Training is not just about want you learn in the class room, modern courses should provide significant pre-course support with e-learning, study material in advance and on-line tutor support. This means that you arrive on the course well prepared and ready to learn.
Ask about arrangements for lunch?
This may seem a rather un-important issue but like airlines the quality of the food is a measure of the values of the training provider. No lunch or a sandwich in the room indicates that low cost is more important to the training provider than your learning experience. On a full week course you will learn better if you take a break and visit an on-site restaurant for lunch. Getting out of the training room for an hour at lunchtime significantly improves your ability to learn post lunch.
What is the average and maximum number of delegates on a course?
The best size for a course is between 6 to 12 people. This is because you get good group dynamics but also enough attention from the trainer. If the maximum class size is over 12 then you may not get the attention that you need. If the average group size is less than 5 then you won’t have the opportunity to learn from others.
Who is the trainer and what experience do they have?
The quality of the trainer is crucial to the success of your learning experience. Ask your training provider who will be teaching the course? What is their experience of project management? Ask if you can speak to the trainer? Any good training provider will arrange a call back from the trainer. This is important because many training providers outsource the course delivery to the cheapest freelance trainer.

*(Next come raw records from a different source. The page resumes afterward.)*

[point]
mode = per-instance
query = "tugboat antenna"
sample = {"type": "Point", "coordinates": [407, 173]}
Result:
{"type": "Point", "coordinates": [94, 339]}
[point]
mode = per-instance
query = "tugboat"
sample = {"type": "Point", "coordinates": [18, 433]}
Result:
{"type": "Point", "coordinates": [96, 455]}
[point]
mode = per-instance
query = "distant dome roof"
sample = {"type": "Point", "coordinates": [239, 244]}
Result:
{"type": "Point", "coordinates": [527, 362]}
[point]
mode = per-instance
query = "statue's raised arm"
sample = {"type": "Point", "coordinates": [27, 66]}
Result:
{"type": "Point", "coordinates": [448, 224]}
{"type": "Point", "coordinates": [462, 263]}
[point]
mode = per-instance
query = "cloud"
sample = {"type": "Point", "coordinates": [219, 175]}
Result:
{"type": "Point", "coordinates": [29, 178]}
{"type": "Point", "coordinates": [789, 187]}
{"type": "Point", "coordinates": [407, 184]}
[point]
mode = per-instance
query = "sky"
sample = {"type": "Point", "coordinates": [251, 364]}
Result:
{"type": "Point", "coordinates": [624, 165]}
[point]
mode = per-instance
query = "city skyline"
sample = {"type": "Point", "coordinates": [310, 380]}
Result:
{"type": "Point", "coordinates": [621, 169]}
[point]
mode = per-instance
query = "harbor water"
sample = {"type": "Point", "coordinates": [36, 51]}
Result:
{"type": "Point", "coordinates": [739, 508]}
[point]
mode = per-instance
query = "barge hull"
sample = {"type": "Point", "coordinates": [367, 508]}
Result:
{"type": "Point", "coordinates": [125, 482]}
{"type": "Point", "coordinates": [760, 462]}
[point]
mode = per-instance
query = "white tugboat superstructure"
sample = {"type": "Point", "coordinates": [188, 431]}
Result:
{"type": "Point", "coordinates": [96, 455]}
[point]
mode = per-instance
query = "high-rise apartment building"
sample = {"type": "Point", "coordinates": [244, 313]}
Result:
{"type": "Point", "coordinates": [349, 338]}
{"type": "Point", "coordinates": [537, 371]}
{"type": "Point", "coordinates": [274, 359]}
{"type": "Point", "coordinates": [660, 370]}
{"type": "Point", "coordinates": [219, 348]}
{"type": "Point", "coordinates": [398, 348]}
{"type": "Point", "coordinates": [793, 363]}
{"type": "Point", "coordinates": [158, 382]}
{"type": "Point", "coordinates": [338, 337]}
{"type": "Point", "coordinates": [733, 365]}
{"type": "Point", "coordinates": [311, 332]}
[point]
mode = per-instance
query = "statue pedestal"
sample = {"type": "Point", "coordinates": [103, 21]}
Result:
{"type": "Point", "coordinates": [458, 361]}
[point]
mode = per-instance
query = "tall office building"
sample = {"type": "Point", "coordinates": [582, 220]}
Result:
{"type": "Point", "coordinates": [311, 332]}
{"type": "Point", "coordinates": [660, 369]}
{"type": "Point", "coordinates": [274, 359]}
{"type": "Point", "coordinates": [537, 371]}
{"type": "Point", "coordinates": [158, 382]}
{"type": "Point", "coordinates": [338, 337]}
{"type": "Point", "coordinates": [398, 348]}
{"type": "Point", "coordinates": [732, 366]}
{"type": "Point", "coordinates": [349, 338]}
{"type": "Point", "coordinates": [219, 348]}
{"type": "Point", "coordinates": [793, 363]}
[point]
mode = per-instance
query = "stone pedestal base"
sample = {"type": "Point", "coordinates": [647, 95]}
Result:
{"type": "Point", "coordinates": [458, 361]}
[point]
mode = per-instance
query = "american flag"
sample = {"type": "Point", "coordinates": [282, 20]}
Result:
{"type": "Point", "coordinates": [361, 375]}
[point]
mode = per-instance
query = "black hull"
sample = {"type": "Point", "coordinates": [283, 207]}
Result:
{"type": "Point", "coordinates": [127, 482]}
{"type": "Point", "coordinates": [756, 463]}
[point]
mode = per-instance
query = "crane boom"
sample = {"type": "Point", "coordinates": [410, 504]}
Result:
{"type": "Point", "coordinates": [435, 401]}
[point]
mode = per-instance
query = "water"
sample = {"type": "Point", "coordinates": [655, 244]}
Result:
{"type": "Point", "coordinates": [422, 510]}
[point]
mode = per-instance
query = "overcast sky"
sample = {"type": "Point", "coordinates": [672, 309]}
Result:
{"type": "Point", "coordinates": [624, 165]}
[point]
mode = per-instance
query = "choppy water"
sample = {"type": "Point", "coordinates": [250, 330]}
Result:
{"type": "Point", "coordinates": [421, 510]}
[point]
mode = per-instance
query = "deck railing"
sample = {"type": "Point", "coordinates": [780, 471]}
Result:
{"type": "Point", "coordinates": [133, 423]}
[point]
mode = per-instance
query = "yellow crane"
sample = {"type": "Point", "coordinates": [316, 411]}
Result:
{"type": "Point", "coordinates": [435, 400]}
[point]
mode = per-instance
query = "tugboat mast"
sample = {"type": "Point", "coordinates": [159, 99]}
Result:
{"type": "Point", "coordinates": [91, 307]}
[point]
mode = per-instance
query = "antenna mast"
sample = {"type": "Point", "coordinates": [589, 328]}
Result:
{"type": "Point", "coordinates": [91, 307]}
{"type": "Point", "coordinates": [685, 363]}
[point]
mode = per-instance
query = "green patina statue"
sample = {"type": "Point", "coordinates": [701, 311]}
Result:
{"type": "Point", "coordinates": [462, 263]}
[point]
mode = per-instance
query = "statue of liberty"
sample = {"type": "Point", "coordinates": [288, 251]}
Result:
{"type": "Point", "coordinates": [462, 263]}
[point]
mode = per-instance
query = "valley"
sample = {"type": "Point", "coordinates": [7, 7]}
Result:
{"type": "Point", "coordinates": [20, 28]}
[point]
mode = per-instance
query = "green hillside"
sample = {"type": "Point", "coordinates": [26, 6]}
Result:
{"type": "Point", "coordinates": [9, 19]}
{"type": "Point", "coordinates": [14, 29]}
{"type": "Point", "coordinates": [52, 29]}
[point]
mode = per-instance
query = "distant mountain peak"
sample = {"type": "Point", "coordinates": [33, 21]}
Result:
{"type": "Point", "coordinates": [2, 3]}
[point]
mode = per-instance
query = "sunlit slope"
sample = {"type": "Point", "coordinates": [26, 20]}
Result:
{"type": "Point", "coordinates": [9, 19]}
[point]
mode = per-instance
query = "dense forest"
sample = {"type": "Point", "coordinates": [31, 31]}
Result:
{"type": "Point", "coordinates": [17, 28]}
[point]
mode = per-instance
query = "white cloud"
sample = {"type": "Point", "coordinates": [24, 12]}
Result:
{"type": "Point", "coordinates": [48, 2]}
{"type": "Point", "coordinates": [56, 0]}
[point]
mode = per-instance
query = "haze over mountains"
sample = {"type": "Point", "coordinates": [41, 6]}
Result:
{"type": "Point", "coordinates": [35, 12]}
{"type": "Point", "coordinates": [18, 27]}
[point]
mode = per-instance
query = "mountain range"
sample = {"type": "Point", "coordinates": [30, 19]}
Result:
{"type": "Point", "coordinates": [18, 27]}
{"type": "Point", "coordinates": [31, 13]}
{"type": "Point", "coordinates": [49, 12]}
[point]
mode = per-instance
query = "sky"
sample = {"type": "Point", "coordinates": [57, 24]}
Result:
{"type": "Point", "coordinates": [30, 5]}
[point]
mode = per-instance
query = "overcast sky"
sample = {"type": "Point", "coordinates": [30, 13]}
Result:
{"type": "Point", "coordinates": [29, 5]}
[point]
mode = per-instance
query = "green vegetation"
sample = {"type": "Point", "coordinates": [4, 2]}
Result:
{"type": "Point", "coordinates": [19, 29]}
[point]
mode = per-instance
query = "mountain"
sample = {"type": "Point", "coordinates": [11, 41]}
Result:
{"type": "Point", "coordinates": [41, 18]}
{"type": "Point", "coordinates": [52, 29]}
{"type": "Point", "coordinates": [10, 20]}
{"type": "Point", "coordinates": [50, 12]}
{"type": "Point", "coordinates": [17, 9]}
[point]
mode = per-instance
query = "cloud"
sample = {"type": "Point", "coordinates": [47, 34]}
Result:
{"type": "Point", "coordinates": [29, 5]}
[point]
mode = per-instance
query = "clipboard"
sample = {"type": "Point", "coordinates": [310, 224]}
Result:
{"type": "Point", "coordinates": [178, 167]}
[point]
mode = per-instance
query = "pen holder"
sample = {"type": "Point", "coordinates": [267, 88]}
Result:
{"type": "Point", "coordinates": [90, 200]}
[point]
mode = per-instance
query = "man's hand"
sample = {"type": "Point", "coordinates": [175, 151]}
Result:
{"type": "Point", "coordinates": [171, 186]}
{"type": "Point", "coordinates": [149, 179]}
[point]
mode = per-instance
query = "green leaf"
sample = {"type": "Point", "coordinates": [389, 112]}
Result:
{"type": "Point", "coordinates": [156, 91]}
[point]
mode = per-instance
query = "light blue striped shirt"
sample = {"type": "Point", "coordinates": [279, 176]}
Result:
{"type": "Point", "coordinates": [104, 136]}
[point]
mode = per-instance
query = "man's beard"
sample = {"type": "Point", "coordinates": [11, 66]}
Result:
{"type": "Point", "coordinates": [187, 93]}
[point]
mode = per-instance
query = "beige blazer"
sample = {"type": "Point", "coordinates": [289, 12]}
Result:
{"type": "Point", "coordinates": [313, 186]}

Paul Naybour is business development director with Parallel Project Training, which offers on-line, in print, on iTunes and face to face APM Project Management Training
Paul Naybour is business development director with 







People attend training for different purposes but the key to training is to able to take away what you have you learnt and practically adapt the processes and models to fit your current and future organisations’ needs. In order to do this, the training needs to facilitate exercises with real life examples in other organisations and your current organisation. If your current company is to benefit from the training, the training provider should allocate time to apply new methods to actual requirements. Question the training provider about time allocated to these type of exercises?
Twitter: Parallelproject
Very good comment I shall add this too the list. Even better to base the training on real live projects which are in start up.
Twitter: DrPDG
@Paul,
Having been in the project and program management training business for 17+ years now, my biggest frustration from the OTHER side are clients who send people who are not motivated to learn, but have been sent by their bosses because the training “sounded good”.

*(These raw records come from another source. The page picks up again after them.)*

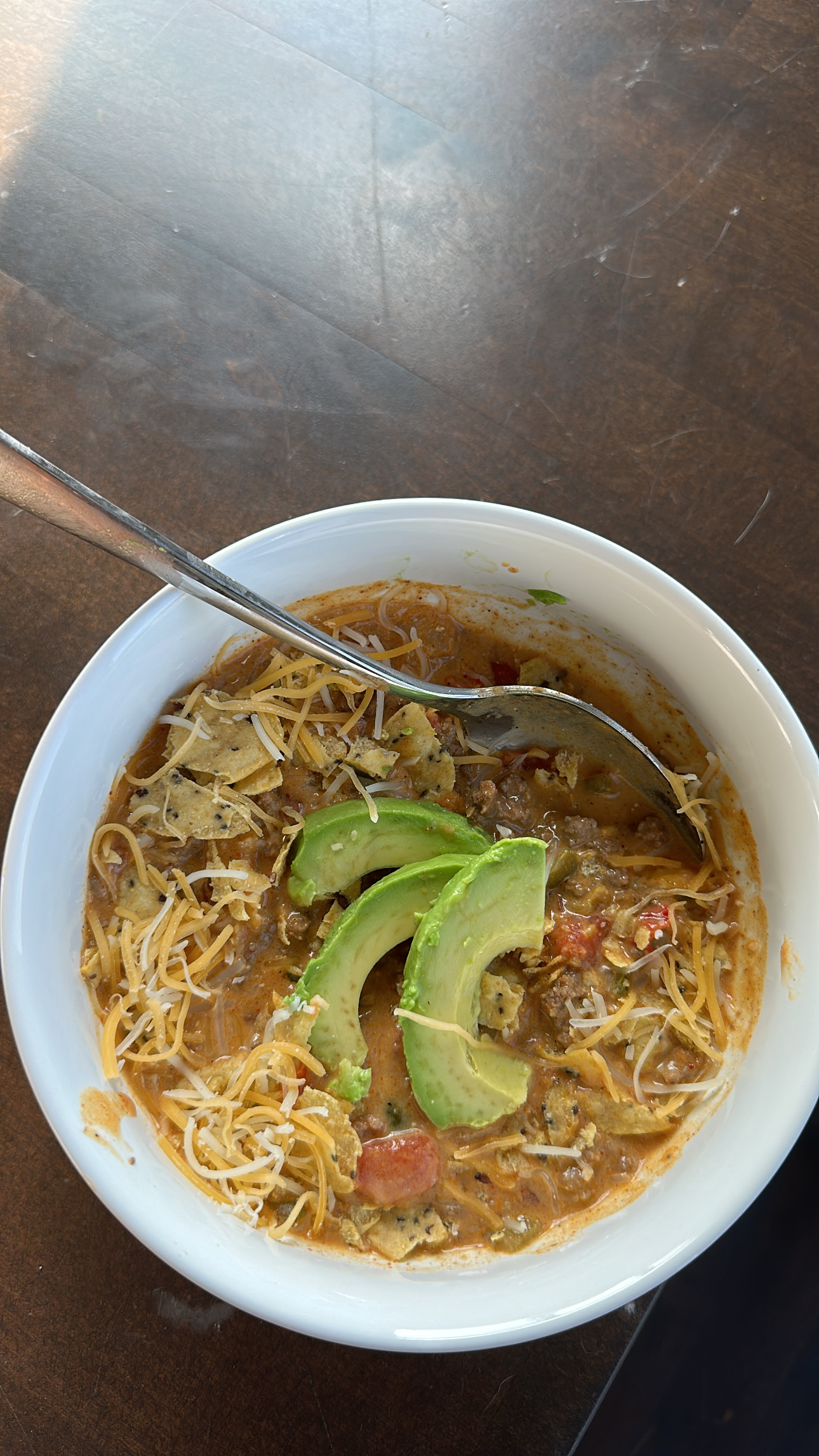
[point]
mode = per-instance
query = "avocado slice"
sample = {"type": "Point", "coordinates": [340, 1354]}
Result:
{"type": "Point", "coordinates": [382, 918]}
{"type": "Point", "coordinates": [495, 905]}
{"type": "Point", "coordinates": [341, 843]}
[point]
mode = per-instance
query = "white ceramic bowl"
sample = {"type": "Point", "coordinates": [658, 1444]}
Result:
{"type": "Point", "coordinates": [117, 697]}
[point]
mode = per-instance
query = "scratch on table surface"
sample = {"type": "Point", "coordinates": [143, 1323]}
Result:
{"type": "Point", "coordinates": [501, 1393]}
{"type": "Point", "coordinates": [787, 60]}
{"type": "Point", "coordinates": [684, 168]}
{"type": "Point", "coordinates": [18, 1419]}
{"type": "Point", "coordinates": [627, 276]}
{"type": "Point", "coordinates": [754, 519]}
{"type": "Point", "coordinates": [719, 241]}
{"type": "Point", "coordinates": [550, 410]}
{"type": "Point", "coordinates": [322, 1414]}
{"type": "Point", "coordinates": [200, 1318]}
{"type": "Point", "coordinates": [693, 430]}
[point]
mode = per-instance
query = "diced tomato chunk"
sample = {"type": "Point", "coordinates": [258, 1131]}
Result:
{"type": "Point", "coordinates": [578, 938]}
{"type": "Point", "coordinates": [393, 1170]}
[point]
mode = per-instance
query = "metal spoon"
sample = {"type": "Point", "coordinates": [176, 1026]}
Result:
{"type": "Point", "coordinates": [512, 717]}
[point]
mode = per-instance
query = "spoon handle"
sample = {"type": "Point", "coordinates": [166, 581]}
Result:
{"type": "Point", "coordinates": [44, 490]}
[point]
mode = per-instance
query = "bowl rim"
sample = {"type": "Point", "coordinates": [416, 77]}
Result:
{"type": "Point", "coordinates": [380, 511]}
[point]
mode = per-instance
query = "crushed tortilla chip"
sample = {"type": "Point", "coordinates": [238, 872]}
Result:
{"type": "Point", "coordinates": [183, 810]}
{"type": "Point", "coordinates": [232, 752]}
{"type": "Point", "coordinates": [342, 1164]}
{"type": "Point", "coordinates": [500, 1002]}
{"type": "Point", "coordinates": [401, 1231]}
{"type": "Point", "coordinates": [411, 734]}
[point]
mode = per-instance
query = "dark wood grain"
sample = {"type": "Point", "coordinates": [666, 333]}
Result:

Another long standing frustration are clients who expect to take a 2 day course and then become “instant project managers”. Producing competent project managers is not like cooking Quaker Oats for breakfast.
We follow the Kirkpatrick Method http://www.kirkpatrickpartners.com/ and have found that clients who are willing to work with us presenting a series of courses over an extended period of time, using their own, in house case studies, produces the best long term results.
BUT, in order to get the most benefit, the people who take the training must truly want it, otherwise all they are getting is a two or three day break from work at a 5 star hotel or facility.
And on that topic, no private sector provider can afford to conduct training at anything less than 4 star facilities, especially pertaining to the lunch and snacks. The “cheapest” places we have conducted training are at in-house “learning centers” where it is the client and not the training provider who serves sandwiches or box lunches.